New information about the variant this week reinforces the idea that omicron is highly transmissible, Sharkey said. Health officials think omicron may cause a milder illness than other variants, but that's still uncertain, she said.
Studies are showing that two Pfizer vaccines provide 30% protection against omicron, but a booster shot increases the protection into the 90% range, Sharkey said.
Last week, teenagers over the age of 16 became eligible for a Pfizer booster shot. Sharkey, who is also a pediatrician, encouraged parents to get their teens vaccinated because getting them protected will decrease community spread.
Area hospitals are monitoring the situation but have not made any changes to visitor policies, which were relaxed in November to allow two visitors at a time for noncovid patients during extended hours.
Washington Regional officials are concerned about the increasing number of covid-19 patients that require hospitalization in the community, said spokeswoman Natalie Hardin.
Currently the hospital's gift shop and cafeteria are open, she said. The hospital will continue to monitor the situation and make changes if and when they are necessary, she said.
Mercy has not changed its visitor policies recently, Taylor said. Leaders continue to monitor local covid-19 patient numbers and make decisions to protect patients, co-workers and visitors, she said.
Northwest Health has not made any changes since Nov. 1, said spokeswoman Abby Davenport. Officials will adjust policies as needed in response to the latest CDC recommendations, she said.
"We have remained steadfast in our policies throughout the pandemic for the safety of our patients, physicians and staff members," said Baptist Health region President Kim Miller.
More than 61% of the eligible population in Benton County is partially or fully vaccinated, and 13.6% have received a booster shot, according to the Department of Health. In Washington County, 65.5% of the population is fully or partially vaccinated and 12.6% have received a booster.
Numbers are slightly lower in the River Valley. In Sebastian County, 54.9% of the population is partially or fully vaccinated, and 10.2% have received a booster. In Crawford County, 51.7% of the population is partially or fully vaccinated, and 10.2% have received a booster.
Sharkey said she is encouraged by the number of people getting booster shots and the number of people getting their first shots.

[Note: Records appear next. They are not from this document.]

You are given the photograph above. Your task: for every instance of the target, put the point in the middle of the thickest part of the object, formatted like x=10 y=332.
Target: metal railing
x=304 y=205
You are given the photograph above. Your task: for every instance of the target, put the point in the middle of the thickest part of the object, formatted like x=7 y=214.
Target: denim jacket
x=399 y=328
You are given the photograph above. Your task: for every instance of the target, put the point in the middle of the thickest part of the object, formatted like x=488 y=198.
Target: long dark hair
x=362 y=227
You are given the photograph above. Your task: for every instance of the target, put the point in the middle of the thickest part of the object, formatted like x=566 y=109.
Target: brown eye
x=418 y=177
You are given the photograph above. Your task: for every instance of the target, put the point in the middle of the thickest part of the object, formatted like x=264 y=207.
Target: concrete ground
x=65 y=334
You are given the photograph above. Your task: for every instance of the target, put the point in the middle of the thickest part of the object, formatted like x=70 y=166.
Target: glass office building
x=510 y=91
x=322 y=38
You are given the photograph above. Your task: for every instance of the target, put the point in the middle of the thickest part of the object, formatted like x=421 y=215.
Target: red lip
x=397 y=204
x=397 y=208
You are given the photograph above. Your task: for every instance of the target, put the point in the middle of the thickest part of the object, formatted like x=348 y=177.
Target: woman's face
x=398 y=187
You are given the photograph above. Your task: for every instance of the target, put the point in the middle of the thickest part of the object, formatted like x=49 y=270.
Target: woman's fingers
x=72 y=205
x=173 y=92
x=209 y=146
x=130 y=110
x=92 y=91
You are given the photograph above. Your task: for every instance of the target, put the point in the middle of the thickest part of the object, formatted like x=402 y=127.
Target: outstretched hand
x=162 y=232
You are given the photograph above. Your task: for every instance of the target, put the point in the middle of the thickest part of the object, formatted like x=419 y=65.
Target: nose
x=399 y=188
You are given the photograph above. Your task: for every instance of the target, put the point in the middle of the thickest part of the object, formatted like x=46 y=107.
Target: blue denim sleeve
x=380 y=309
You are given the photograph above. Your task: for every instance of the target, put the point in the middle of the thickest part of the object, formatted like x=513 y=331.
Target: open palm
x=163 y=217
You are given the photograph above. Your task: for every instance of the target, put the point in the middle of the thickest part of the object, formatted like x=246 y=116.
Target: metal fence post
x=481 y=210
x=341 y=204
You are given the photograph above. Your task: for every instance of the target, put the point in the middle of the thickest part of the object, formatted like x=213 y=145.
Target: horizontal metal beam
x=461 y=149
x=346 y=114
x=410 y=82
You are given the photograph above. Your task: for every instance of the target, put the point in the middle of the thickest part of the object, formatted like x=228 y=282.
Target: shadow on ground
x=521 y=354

Getting vaccinated is the first, second and third thing people should do to prepare for safe holiday gatherings, Sharkey said. People should also use home testing kits before events to ensure they don't spread the virus, she said.

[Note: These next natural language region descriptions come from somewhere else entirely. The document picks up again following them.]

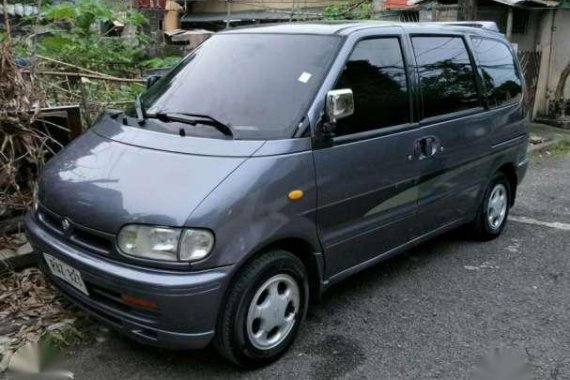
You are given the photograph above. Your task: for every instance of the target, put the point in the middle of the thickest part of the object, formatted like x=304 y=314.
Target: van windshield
x=258 y=84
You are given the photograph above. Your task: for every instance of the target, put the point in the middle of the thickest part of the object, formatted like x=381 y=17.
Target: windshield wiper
x=141 y=113
x=194 y=119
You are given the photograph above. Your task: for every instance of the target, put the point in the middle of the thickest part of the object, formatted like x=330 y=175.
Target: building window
x=447 y=79
x=376 y=75
x=520 y=21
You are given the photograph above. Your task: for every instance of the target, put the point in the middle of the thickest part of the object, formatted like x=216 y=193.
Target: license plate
x=67 y=273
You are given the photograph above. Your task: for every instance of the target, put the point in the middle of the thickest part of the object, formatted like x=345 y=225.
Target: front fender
x=251 y=208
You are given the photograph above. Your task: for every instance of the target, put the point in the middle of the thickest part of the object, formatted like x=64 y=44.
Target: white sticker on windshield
x=304 y=78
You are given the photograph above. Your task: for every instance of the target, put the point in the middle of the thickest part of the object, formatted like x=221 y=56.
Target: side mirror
x=340 y=104
x=152 y=79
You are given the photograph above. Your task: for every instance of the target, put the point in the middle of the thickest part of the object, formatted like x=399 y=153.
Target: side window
x=501 y=79
x=376 y=74
x=447 y=79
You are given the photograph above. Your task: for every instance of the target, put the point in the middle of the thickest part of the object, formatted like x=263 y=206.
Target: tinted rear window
x=376 y=75
x=501 y=80
x=447 y=78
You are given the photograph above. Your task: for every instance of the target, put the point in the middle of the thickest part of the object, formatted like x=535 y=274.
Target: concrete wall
x=216 y=6
x=528 y=41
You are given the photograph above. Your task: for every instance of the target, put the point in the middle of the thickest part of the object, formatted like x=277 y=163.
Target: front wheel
x=494 y=209
x=263 y=310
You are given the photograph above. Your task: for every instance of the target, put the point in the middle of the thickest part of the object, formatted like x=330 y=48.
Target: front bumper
x=187 y=302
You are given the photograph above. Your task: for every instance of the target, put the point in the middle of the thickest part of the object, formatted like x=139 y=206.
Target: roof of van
x=348 y=27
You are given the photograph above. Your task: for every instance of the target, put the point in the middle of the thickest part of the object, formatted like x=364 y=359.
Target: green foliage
x=349 y=11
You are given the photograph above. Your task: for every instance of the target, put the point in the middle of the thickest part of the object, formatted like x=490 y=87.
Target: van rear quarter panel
x=251 y=208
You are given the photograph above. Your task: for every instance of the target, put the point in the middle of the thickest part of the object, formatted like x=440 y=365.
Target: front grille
x=113 y=299
x=93 y=240
x=111 y=305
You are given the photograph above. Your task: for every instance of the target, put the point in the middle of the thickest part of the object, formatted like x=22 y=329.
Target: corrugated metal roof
x=512 y=3
x=522 y=3
x=20 y=10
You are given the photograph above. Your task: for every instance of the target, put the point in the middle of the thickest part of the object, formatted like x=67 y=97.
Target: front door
x=453 y=142
x=366 y=176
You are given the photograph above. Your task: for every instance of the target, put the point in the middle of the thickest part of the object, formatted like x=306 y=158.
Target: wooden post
x=467 y=10
x=510 y=24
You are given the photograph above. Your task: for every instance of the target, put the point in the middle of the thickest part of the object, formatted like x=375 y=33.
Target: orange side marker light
x=295 y=195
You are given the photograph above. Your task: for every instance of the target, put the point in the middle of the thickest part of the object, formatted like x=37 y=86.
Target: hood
x=114 y=175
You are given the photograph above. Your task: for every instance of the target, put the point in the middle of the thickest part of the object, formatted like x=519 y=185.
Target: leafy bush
x=349 y=11
x=76 y=37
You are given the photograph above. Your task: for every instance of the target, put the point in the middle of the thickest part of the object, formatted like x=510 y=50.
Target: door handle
x=426 y=147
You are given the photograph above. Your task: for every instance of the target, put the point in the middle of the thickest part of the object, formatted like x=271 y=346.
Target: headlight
x=164 y=243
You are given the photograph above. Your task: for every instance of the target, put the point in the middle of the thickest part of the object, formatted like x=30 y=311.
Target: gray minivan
x=274 y=162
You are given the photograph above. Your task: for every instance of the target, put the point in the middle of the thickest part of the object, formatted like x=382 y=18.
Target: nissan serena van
x=273 y=162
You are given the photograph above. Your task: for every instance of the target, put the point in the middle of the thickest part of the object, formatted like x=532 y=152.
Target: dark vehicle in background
x=274 y=162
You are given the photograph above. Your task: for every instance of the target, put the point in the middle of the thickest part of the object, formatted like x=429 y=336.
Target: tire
x=277 y=279
x=491 y=219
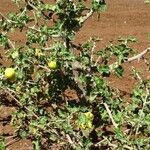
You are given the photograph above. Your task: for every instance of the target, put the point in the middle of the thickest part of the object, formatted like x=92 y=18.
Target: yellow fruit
x=52 y=64
x=10 y=74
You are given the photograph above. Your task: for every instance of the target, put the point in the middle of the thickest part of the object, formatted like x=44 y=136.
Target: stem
x=8 y=91
x=131 y=58
x=110 y=115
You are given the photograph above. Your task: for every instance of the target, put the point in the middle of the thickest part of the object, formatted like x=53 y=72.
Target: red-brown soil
x=123 y=18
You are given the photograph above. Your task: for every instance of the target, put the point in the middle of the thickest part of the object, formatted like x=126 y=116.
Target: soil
x=123 y=18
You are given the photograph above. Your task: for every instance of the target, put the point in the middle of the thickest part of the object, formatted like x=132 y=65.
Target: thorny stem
x=131 y=58
x=9 y=91
x=110 y=115
x=141 y=111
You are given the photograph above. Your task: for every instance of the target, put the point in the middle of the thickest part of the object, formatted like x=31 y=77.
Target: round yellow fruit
x=52 y=64
x=10 y=74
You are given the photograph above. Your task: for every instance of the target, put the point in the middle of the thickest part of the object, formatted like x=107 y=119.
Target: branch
x=86 y=17
x=110 y=115
x=9 y=91
x=114 y=65
x=138 y=56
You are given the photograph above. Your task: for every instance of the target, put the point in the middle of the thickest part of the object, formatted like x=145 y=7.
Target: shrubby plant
x=50 y=63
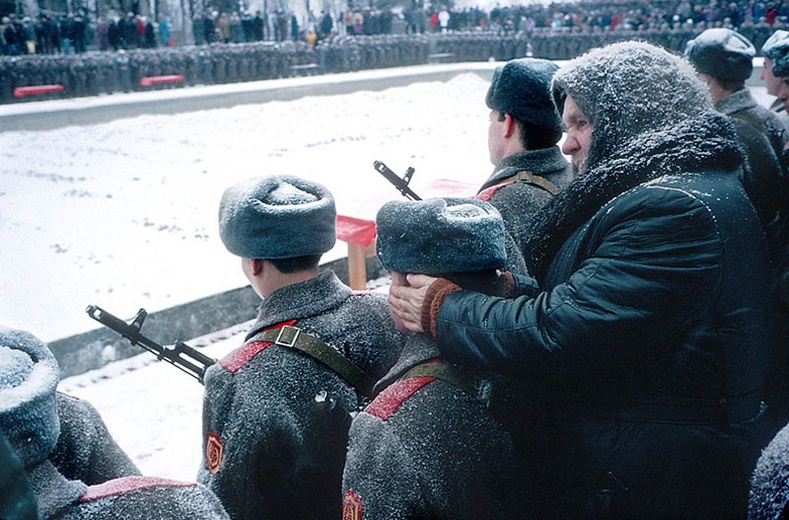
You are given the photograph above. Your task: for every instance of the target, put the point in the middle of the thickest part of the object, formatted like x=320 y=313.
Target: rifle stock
x=180 y=355
x=400 y=184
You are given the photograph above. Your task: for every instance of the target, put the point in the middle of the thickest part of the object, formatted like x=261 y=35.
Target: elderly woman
x=646 y=338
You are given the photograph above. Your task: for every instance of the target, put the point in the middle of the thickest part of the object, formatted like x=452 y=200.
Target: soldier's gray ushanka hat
x=522 y=88
x=776 y=49
x=277 y=217
x=29 y=376
x=722 y=54
x=439 y=236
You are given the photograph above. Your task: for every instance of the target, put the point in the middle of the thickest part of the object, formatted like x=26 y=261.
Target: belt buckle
x=284 y=342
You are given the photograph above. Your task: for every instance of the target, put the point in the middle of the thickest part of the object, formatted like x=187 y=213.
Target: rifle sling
x=451 y=374
x=535 y=180
x=293 y=337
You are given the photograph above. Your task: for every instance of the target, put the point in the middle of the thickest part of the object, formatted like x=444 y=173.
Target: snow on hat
x=29 y=376
x=521 y=88
x=439 y=236
x=721 y=53
x=776 y=49
x=277 y=217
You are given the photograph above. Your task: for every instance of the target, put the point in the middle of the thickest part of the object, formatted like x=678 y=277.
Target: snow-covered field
x=123 y=215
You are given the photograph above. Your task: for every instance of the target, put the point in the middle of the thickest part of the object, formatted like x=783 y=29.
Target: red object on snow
x=354 y=230
x=36 y=89
x=152 y=80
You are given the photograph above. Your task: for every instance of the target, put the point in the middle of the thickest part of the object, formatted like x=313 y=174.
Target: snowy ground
x=123 y=215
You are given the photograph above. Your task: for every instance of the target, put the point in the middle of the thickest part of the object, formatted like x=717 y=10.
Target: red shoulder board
x=123 y=485
x=487 y=193
x=389 y=400
x=351 y=506
x=241 y=356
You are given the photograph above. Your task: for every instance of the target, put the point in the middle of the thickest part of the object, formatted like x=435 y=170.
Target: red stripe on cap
x=389 y=400
x=241 y=356
x=123 y=485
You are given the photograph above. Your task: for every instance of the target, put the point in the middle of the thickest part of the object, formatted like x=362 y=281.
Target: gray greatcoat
x=86 y=450
x=274 y=451
x=517 y=200
x=425 y=448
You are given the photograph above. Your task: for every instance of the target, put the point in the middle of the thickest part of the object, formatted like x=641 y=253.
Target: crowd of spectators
x=239 y=48
x=77 y=32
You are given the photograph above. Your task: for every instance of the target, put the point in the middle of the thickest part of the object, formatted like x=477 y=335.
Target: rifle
x=180 y=355
x=400 y=184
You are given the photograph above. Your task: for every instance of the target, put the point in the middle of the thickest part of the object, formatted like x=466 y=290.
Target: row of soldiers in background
x=18 y=37
x=104 y=73
x=95 y=72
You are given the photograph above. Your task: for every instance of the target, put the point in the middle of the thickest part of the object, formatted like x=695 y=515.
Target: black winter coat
x=649 y=335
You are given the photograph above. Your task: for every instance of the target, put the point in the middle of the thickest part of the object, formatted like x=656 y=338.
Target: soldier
x=724 y=60
x=428 y=445
x=522 y=142
x=778 y=52
x=29 y=417
x=85 y=449
x=772 y=83
x=275 y=415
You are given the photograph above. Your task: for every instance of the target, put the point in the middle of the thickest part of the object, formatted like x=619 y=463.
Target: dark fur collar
x=704 y=143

"If you test yourself before you go, and you're fully vaccinated, you know you can go and be around others," she said. "Encourage those you are gathering with to do the same."
It is important for people who do test positive to report the results to the health department for contact tracing, Sharkey said. People who are at risk for complications should also contact their doctor because treatments, such as monoclonal antibodies, can have a significant impact if administered within the first few days, she said.
Tips for a safe, healthy holiday season:
• Get a covid-19 vaccine and booster.
• With the emergence of the highly transmissible omicron variant, consider getting tested before holiday events.
• Establish ground rules and vaccine expectations before gathering. If sick, don’t host or attend.
• Mask up and maintain a 6-foot distance inside public settings, especially when you’re likely among unvaccinated people.
• Gather outdoors if weather permits. Increase indoor ventilation by opening windows.
• Wash hands before eating or serving.
• If not vaccinated or boosted, delay travel.